Je ne crois pas à la mort. Ou plutôt : au concept tranché qui divise nettement les êtres et choses entre leur
avant et leur
après.
La mort serait l'expérience de l'absence, qui ne peut être expérimentée, donc c'est avant tout une expérience au second degré, donc une projection, une recomposition. Donc, non pas une expérience directe, mais l'
idée d'une expérience, une soustraction mentale qui exige d'imaginer un possible qui n'est pas. Que ce soit sa propre mort ou celle d'autrui.
Toutefois, la sournoise mort est bien plus présente à/dans chaque instant que la version solennelle et triste qu'on veut bien nous présenter comme la seule - lyrique et tragique.
J'explique.
Mon passé est mort, sauf à fragmentairement le pseudo-ressusciter mentalement.
Quand je serai mort, je n'aurai plus de présent mental
disponible pour pseudo-ressusciter mon passé.
Mais ce passé sera tout aussi mort que maintenant, objectivement, factuellement.
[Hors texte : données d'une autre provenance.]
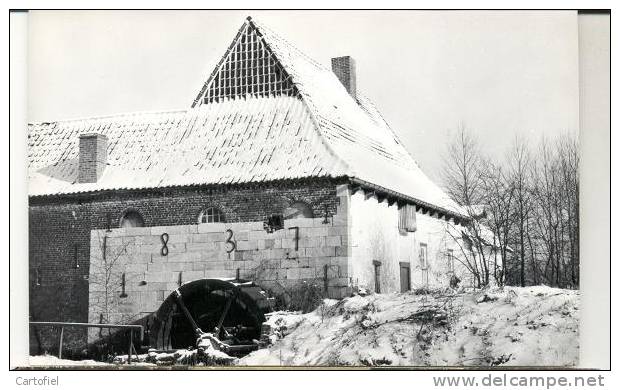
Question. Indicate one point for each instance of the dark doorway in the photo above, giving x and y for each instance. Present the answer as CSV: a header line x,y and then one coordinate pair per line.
x,y
405,277
377,265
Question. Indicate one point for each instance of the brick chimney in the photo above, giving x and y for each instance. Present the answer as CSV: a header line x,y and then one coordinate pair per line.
x,y
344,69
93,157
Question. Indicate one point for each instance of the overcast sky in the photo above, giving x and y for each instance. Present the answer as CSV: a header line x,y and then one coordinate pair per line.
x,y
499,73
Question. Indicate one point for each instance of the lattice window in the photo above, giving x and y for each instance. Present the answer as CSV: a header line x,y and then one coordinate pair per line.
x,y
298,210
211,215
131,218
248,68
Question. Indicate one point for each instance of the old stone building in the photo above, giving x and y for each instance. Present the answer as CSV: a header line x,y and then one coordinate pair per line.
x,y
280,172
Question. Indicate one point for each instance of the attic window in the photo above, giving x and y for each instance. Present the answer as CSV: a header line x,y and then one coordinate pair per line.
x,y
407,219
131,218
211,215
249,68
298,210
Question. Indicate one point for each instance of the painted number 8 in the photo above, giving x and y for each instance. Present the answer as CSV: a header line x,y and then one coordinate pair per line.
x,y
229,240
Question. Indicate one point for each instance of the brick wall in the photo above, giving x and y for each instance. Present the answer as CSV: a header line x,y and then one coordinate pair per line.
x,y
306,249
60,236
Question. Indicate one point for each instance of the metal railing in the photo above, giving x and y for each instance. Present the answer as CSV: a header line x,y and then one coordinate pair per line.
x,y
62,326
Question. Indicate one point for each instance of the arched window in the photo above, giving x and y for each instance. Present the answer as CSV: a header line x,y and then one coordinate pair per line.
x,y
298,210
211,215
131,218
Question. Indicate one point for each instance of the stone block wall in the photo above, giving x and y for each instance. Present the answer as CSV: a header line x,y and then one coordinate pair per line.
x,y
306,249
60,237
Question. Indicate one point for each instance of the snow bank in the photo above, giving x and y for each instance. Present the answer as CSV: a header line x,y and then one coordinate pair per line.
x,y
512,326
53,361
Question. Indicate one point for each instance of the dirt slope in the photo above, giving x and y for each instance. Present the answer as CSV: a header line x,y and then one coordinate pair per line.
x,y
514,326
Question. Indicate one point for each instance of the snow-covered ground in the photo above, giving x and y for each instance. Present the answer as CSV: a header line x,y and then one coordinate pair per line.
x,y
530,326
53,361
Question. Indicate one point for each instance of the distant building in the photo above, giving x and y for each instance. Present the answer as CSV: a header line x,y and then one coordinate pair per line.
x,y
281,171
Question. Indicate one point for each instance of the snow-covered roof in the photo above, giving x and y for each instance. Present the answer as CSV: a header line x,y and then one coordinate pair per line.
x,y
301,123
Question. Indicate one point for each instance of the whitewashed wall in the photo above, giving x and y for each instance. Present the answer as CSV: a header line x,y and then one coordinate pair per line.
x,y
375,236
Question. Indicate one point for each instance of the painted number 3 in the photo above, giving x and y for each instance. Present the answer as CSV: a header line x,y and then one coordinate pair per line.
x,y
164,240
229,240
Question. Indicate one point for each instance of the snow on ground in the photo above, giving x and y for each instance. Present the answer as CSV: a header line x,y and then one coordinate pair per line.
x,y
529,326
53,361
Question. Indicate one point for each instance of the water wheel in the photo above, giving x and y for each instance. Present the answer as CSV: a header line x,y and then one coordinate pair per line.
x,y
232,310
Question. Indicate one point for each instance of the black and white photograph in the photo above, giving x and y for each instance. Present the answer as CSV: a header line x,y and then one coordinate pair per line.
x,y
307,189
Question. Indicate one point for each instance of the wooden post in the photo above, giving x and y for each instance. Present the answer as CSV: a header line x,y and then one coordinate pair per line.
x,y
62,331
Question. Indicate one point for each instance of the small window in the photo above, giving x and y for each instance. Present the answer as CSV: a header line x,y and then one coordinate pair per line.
x,y
407,219
377,265
423,256
450,260
405,277
131,218
211,215
298,210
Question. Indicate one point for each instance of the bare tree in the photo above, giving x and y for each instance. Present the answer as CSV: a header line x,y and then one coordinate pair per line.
x,y
461,172
519,173
106,273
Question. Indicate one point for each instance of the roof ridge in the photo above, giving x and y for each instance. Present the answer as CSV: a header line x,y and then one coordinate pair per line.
x,y
308,106
116,115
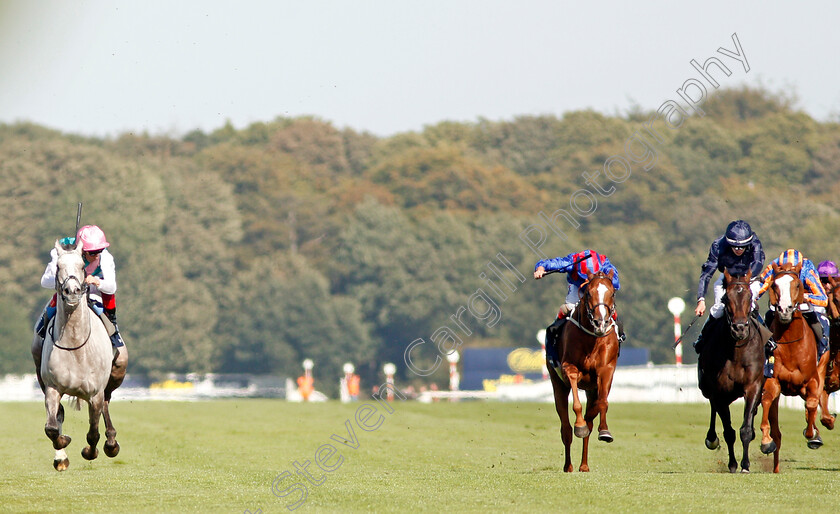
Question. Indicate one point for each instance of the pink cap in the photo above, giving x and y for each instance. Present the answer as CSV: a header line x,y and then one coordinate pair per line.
x,y
92,238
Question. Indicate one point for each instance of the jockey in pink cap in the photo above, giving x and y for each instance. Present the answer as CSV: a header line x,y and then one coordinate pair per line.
x,y
100,276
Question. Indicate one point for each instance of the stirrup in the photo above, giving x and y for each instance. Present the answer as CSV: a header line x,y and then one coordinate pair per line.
x,y
116,340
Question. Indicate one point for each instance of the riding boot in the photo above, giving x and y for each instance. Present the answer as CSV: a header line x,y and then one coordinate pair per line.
x,y
116,338
820,328
551,333
767,336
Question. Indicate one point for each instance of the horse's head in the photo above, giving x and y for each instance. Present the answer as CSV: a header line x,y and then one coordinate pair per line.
x,y
70,274
832,289
599,301
787,292
738,302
Un autre pourra le ressusciter différemment (mais tout aussi mentalement et facticement), en évoquant mon souvenir, mes ronflements, mes blagues nulles, mon art du barbecue.
Non seulement mon passé sera mort, mais en plus il m'échappera. Mon droit de réponse sera aboli.
Ca flatte et froisse mon égo, mais ça reste envisageable.
Reste donc le présent pendant lequel je ne suis pas mort. Par définition.
Enfin, la mort des autres ? Un manifeste anéantissement de la conscience constatée chez le macchabée, conscience exprimée d'ordinaire par sa capacité à communiquer, me suggère fortement que le mort est bel et bien mort.
Mais pas moins -dans les faits bruts constatables- que celui à qui je ne suis pas en train de parler, ou à qui j'ai parlé ou parlerai. Est vivant
réellement ce que j'expérimente dans l'instant.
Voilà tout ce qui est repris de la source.